Bly était pâtissier, mais il n'avait pas n'importe quels clients. Tous les nantis de Malibu et de ses environs se battaient pour ses préparations. Vanessa, quand à elle, était styliste. Son rayon c'était les maillots de bain, les combinaisons de surf, de plongée, bref tous les éléments se rapportant à la plage. Inutile de dire qu'ici à Malibu, c'était le genre de chose qui cartonnait. Autrement dit, le couple pouvait largement s'occuper de 6 gamins sans attendre quoi que ce soit de l'État.

Rory n'attendit même pas que Vanessa se gara pour sauter à terre et s'en aller après un signe bref de la main. La mère de famille la suivit du regard jusqu'à ce qu'elle se perde dans la foule d'adolescents amassés sur la cour. Elle soupira lourdement puis fit des petites recommandations d'usage au reste de la bande. Les jumelles hochèrent la tête d'un air ennuyé mais Marvin et Evan écoutèrent avec la plus grande attention surtout Evan vu que c'était sa première année au collège.

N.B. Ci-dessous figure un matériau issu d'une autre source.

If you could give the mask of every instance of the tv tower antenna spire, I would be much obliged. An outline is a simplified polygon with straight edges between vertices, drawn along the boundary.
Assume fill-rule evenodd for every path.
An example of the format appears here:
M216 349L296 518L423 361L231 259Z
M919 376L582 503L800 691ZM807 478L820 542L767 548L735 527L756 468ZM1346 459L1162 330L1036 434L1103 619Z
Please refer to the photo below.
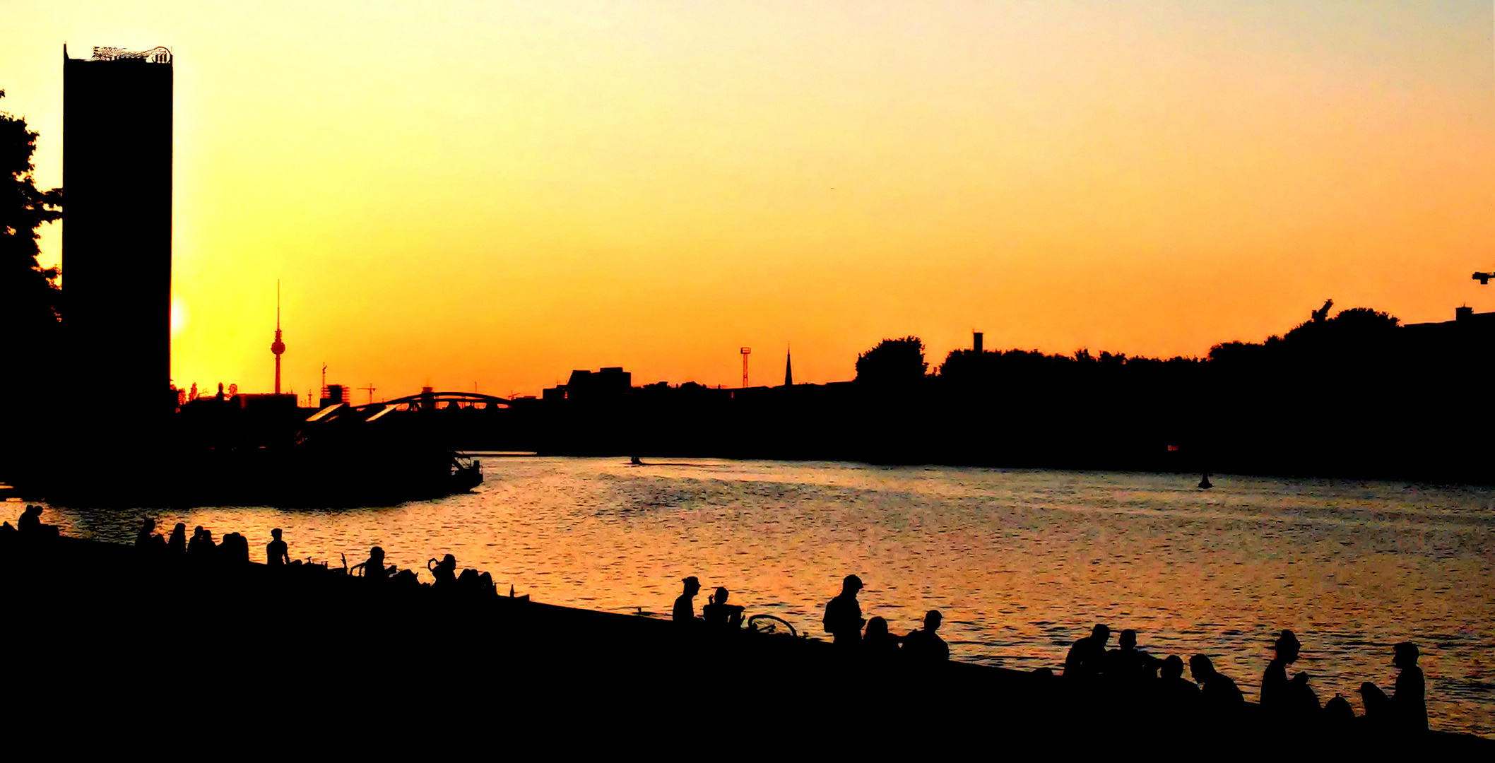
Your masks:
M275 353L275 393L280 395L280 356L286 353L280 334L280 278L275 278L275 341L271 343L271 352Z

Étant à des miles de toute cette ringardise comme elle aimait le dire, Rory entra dans l'immense bâtiment avec la façade en marbre, son emploi du temps en main et la clé de son nouveau casier. Son sac en toile noir accroché à son épaule, elle s'en alla d'un pas raide esquivant le plus possible les contacts avec les autres adolescents.

Parmi tout ce lot, elle vit des visages familiers comme Patricia Mayfair, la cousine de Tyler Chester, sa première amie ici, ainsi que des visages inconnus, des nouveaux ou des gens n'ayant jamais croisé sa route jusqu'ici. Elle trouva finalement son casier, le 315 sur sa gauche. Elle sortit son trousseau de clés mais se fit bousculer au même moment.

Son visage heurta le métal froid avec fracas provoquant quelques ricanements. Elle eut tout juste le temps d'apercevoir le dos d'Hugo qui ne se retourna même pas avant qu'il ne disparaisse dans un tournant. Elle ravala l'insulte qui menaçait de jaillir de sa gorge, se frotta le front endolori puis revint à sa tâche. Très mature Cerbère, grommela-t-elle entre ses dents.

Le casier s'ouvrit enfin, par chance cette année, elle n'avait pas hérité de celui d'un négligent qui ne l'avait pas vidé à la fin de l'année scolaire. Elle pût déposer ses livres de cours, fatiguée d'avance de cette année scolaire. Des fois, elle donnerait tout pour être invisible, passer inaperçue. Toute cette attention malsaine l'épuisait et la rendait encore plus irritable qu'elle ne l'était déjà. Mais quand on était une jeune métisse venant du ghetto et amputée d'une jambe c'était difficile de passer inaperçue.